I had a walk around the stubble fields of Wormiston Farm (just north of the Sea Cottage – the oasis in the middle of the farmland). This was where the lapland buntings were last winter. A stomp through the stubble did flush one lapland bunting, the first for this winter. The sighting was sufficiently unusual for me to report this onto Bird Guides. This is a web based bird information service where we post rare bird information and relevant local sightings get texted out. Using the web and texts to spread local information quickly was more or less first developed and used by birders: you have to get your information quickly if you want to catch up with someone else’s rare bird. I feel a bit superior when people talk about social networking and twitter as a recent revolution. Birders did this a decade ago when we first adopted the means to get rare bird information out to everyone instantaneously. This replaced an older and more friendly system. Two decades ago we were relying on a very unsophisticated  means of social networking. There is a famous (or it used to be famous) café in the birding heartland of the Norfolk coast called Nancys. In the middle of the café there was a table with a large logbook containing the latest bird news, and next to the book was a phone. If the phone rang when you were having a cup of tea between birds you answered it and read out what was in the logbook and then added whatever news the caller had into the book. You might answer the phone to someone in Northhumberland who had seen a rarity, you would record their details and then pass on details of perhaps another rarity in Yorkshire that the caller could go for. I miss those days a bit. It may have been less efficient than me sending a text that is instantly available to all birders in the UK, but there was the transferred excitement of contact with a real person with direct news of a rarity, even if they were on the other side of the country.

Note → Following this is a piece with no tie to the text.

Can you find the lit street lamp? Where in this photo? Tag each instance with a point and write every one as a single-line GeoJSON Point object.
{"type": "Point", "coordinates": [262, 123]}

The walk over the stubbles at Wormiston turned up some other unusual birds. The rarest for Crail was a very unexpected flock of 26 canada geese feeding on a damp corner of one of the field. Scourge of English reservoirs, canada geese are one of our rarest regular geese in Crail and really nice to see here. Everything is relative. I flushed up a couple of common snipe and enjoyed a flock of several hundred linnets. Best of all was a short-eared owl. This may have been a migrant in today. It was flying about in the haar trying to settle in the stubble but was constantly being displaced by a posse of crows and gulls that was harrying it. I lost it as it disappeared up into the fog with a flock of lapwings circling above it, trying to keep safely ahead of the owl.

Short-eared owl (from Orkney) - yesterday's haar not being conducive for John's photography

As I cycled back into Crail I reflected on the shift from summer to winter birds like the owl. There are only a few house martins and swallows left in Crail, and there are still a couple of wheatears up at Wormiston. At sea there is only the occasional sandwich tern now. Despite the warm weather of this week, winter is on its way.